In large eddy simulations, the low-pass filtered governing equations for mass, momentum, energy and species mass fractions are solved. The filtering, or separation of the scales, is done with a spatial filter, which is applied to the governing equations for the above quantities. The various filters and their attributes are discussed in many text books, for example see Pope (2000) and Favre-filtering, also known as density-weighted filtering, is commonly used for flows such as turbulent combustion involving strong density variations. The filtering implies that the dynamic large scales, which are larger than the filter cut-off scale, are resolved and the scales smaller than the cut-off scale, known as subgrid scales (SGS), are modelled. Hence, the computational cost for LES is much lower than that for DNS because coarser grids and larger time steps can be used for similar level of numerical fidelity.
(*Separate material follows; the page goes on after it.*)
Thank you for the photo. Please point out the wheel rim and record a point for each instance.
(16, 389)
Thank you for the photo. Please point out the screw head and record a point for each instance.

The Favre-filtered governing equations are written as

$$\begin{aligned} {\text {Mass:}}\quad \dfrac{\partial \overline{\rho }}{\partial t} + \nabla \cdot \left( \overline{\rho }\,\widetilde{{\textbf {u}}} \right) = 0 \end{aligned}$$
(1)
$$\begin{aligned} {\text {Momentum:}}\qquad \dfrac{\partial \overline{\rho }\,\widetilde{{\textbf {u}}}}{\partial t} + \nabla \cdot \left( \overline{\rho }\, \widetilde{{\textbf {u}}}\, \widetilde{{\textbf {u}}} \right) = -\nabla \overline{p} + \nabla \cdot \overline{{\tau }} - \nabla \cdot \overline{{\tau }}^S \end{aligned}$$
(2)
$$\begin{aligned} {\text {Energy:}}\;\; \dfrac{\partial \overline{\rho }\, \widetilde{h}}{\partial t} + \nabla \cdot \left( \overline{\rho }\,\widetilde{{\textbf {u}}}\, \widetilde{h} \right) = \dfrac{{\text {D}} \overline{p}}{{\text {D}} t} - \nabla \cdot \overline{{\textbf {q}}} - \nabla \cdot \left( \overline{\rho \sum _{i=1}^{N_s}{Y}_i{\textbf {U}}_i h_i} \right) \nonumber \\ +\, \overline{{\tau } : \nabla {\textbf {u}}} + \overline{Q_r} + \Pi _{{\text {dil}}} - \nabla \cdot \overline{{\theta }}^S \end{aligned}$$
(3)
$$\begin{aligned} {\text {Species:}}\;\;\;\;\;\; \dfrac{\partial \overline{\rho }\widetilde{Y_i}}{\partial t} + \nabla \cdot \left( \overline{\rho }\, \widetilde{{\textbf {u}}} \widetilde{Y_i}\!\right) = \nabla \cdot \left( -\overline{\rho \,Y_i{\textbf {U}}_i}\, \right) + \overline{\dot{\omega }_i} - \nabla \cdot \overline{{\psi }}^S_i \end{aligned}$$
(4)

using standard notations and \({\textbf {U}}_i\) is the diffusion velocity of species i.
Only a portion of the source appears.